Multilingual Image Captioning

bhavitvyamalik · June 29, 2021, 6:02pm

We’re planning to use ViT encoder, mBART decoder and train them end-to-end for image captioning in different languages.

Model

Pre-trained ViT, mBART (will be merged soon) can be leveraged for our task.

Datasets

Currently we’re thinking of using WIT. COCO dataset can also be used but it has caption only in English language. Dataset can be changed later if we come across more suitable dataset for this task.

Available training scripts

Since this is a Seq2Seq model, the run_summarization_flax.py script can be used for training this model with some modifications.

(Optional) Desired project outcome

Our end use case would be to run this model on a video clip or movie and make it like an accessibility tool for visually challenged people. This can be showcased with a streamlit or gradio app.

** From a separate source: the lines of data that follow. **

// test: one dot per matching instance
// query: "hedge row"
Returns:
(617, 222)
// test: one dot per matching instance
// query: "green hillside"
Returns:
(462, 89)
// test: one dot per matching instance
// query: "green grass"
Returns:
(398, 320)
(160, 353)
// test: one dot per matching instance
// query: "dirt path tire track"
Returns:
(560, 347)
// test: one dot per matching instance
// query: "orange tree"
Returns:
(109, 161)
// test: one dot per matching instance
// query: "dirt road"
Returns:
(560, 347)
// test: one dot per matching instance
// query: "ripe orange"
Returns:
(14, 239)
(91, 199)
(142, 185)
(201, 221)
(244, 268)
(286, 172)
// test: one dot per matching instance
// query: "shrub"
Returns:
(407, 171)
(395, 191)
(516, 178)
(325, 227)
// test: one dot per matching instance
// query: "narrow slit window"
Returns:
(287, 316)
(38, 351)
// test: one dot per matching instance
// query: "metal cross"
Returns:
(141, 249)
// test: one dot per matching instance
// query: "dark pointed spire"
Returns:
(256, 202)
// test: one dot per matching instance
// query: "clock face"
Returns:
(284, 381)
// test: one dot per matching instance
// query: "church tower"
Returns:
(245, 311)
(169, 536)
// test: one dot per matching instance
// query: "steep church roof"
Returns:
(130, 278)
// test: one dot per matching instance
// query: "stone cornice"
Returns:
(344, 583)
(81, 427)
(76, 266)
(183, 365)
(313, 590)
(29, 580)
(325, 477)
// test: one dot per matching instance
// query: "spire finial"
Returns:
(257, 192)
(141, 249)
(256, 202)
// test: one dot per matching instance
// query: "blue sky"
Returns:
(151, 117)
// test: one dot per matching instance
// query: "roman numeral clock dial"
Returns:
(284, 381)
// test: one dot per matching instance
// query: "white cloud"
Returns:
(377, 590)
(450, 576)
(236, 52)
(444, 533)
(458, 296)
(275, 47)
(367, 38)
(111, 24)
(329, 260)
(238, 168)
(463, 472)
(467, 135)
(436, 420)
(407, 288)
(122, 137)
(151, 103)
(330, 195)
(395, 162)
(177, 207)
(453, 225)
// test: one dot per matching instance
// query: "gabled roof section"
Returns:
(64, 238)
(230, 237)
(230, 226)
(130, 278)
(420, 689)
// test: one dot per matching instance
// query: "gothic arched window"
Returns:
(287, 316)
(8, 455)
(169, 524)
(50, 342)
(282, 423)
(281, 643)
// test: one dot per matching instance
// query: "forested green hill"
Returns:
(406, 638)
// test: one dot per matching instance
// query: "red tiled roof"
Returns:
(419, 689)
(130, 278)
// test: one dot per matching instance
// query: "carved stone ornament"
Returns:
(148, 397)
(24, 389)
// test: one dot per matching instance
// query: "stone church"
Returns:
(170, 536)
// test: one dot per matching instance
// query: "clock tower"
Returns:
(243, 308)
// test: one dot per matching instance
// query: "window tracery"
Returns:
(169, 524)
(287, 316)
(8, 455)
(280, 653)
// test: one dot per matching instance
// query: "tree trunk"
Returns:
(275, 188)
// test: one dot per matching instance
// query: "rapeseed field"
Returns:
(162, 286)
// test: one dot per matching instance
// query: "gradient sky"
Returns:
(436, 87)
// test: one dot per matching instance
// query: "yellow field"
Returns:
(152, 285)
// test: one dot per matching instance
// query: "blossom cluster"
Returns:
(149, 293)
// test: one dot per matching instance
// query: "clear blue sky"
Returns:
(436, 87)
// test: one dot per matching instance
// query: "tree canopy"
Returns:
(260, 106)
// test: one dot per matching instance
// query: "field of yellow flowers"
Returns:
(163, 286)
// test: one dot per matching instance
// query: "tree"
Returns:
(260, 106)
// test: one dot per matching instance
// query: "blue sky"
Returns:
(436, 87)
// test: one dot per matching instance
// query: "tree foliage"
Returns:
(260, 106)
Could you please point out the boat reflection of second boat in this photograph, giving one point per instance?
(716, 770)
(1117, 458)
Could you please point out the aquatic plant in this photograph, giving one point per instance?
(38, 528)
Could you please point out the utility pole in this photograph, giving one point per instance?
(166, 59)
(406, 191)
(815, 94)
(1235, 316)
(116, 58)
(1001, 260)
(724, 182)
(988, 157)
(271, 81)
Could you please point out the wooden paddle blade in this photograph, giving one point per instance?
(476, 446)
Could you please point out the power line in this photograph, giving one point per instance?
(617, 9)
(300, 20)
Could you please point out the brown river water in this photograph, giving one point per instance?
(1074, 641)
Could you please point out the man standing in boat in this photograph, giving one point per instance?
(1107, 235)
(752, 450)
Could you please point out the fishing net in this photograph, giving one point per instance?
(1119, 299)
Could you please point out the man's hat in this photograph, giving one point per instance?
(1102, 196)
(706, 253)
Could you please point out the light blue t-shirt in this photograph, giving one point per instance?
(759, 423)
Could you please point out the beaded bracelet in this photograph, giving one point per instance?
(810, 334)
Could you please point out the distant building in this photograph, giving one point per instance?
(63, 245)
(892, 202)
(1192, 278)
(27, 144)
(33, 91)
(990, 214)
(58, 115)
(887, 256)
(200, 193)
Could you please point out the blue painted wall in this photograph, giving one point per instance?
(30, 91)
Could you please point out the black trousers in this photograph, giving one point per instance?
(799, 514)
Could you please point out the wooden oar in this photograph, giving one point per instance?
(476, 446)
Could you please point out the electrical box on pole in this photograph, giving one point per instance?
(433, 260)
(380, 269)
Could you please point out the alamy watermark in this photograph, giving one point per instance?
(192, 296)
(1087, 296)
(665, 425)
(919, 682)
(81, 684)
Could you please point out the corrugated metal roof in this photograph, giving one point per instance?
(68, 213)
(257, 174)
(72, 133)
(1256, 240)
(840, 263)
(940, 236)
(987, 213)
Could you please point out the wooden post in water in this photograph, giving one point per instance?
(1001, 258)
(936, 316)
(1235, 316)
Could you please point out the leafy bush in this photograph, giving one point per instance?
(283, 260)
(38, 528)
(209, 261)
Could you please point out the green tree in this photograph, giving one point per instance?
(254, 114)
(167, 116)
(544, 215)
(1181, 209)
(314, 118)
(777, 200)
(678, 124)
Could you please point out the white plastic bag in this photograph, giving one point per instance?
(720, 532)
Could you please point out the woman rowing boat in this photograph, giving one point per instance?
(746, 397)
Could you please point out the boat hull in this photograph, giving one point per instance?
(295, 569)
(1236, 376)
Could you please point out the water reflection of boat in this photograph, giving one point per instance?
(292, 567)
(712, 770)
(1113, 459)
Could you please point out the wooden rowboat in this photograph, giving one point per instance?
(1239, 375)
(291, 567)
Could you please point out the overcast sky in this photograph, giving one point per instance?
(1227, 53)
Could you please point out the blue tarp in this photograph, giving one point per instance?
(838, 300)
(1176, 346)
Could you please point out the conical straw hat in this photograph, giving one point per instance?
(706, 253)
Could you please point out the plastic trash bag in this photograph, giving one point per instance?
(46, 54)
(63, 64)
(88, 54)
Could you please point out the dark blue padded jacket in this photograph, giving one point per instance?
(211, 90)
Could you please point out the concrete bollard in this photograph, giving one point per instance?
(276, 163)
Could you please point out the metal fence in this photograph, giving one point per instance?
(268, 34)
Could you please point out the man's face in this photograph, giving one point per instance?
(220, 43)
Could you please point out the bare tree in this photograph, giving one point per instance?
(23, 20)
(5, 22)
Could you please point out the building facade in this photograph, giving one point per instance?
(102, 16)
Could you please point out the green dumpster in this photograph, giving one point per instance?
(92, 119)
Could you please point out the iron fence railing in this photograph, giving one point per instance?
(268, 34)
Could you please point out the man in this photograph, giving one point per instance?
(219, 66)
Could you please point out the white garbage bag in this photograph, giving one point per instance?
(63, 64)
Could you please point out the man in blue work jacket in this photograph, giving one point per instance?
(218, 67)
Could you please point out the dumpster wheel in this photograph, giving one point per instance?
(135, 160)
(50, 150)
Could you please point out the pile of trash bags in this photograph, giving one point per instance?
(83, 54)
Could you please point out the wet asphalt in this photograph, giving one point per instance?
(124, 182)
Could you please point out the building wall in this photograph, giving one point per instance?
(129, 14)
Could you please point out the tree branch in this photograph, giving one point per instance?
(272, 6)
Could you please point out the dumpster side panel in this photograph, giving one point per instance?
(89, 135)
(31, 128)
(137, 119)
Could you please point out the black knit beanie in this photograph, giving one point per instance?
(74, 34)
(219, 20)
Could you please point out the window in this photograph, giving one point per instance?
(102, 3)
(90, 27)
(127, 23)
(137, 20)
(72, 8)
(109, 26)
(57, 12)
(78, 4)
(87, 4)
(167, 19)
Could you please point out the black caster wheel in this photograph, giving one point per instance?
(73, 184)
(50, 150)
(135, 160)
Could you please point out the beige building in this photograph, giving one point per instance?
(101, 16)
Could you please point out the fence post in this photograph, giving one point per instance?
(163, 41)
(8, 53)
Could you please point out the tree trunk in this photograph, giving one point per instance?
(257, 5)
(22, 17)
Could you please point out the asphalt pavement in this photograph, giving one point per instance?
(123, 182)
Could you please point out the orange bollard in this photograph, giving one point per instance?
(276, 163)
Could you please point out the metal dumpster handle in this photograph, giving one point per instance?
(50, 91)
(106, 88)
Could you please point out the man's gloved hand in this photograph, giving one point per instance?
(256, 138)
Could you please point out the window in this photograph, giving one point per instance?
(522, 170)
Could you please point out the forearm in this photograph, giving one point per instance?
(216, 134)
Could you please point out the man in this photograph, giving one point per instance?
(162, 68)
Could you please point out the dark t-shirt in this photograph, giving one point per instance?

We’re also planning to benchmark its zero-shot performance on VizWiz

(Optional) Challenges

-Training encoder-decoder model end-to-end in FLAX/JAX will require some effort
-Data Processing incase new datasets are available only in English

gchhablani · June 29, 2021, 6:07pm

I am in

@abheesht @Vaibhavbrkn @nilshoehing have also shown interest in this sheet: JAX/Flax Vision-and-Language Projects - Google Sheets

Others are welcome to join!

nilshoehing · June 29, 2021, 6:19pm

Yes, I am also in!

knilakshan20 · June 30, 2021, 3:45am

I am also in

Monda · June 30, 2021, 4:10am

consider me on this

rays2pix · June 30, 2021, 4:48am

I am interested in this task.

rays2pix · June 30, 2021, 4:50am

We can also use this dataset GitHub - bharathichezhiyan/multimodalmachinetranslation-Tamil: Multilingual Multimodal Machine Translation for Dravidian Languages utilizing Phonetic Transcription

abheesht · June 30, 2021, 8:45am

Yep, I’m in, @bhavitvyamalik, @gchhablani

valhalla · June 30, 2021, 10:13am

Great Idea!

One important thing is to define the scope of the project, specifically which and how many languages to use. We should decide this based on the time and compute constraint so that the project can be finished in time

It’s also possible to use other multilingual models like mBERT of XLM-ROBERTa, but as those are encoder-only models we will need to add a cross-attention layer in it.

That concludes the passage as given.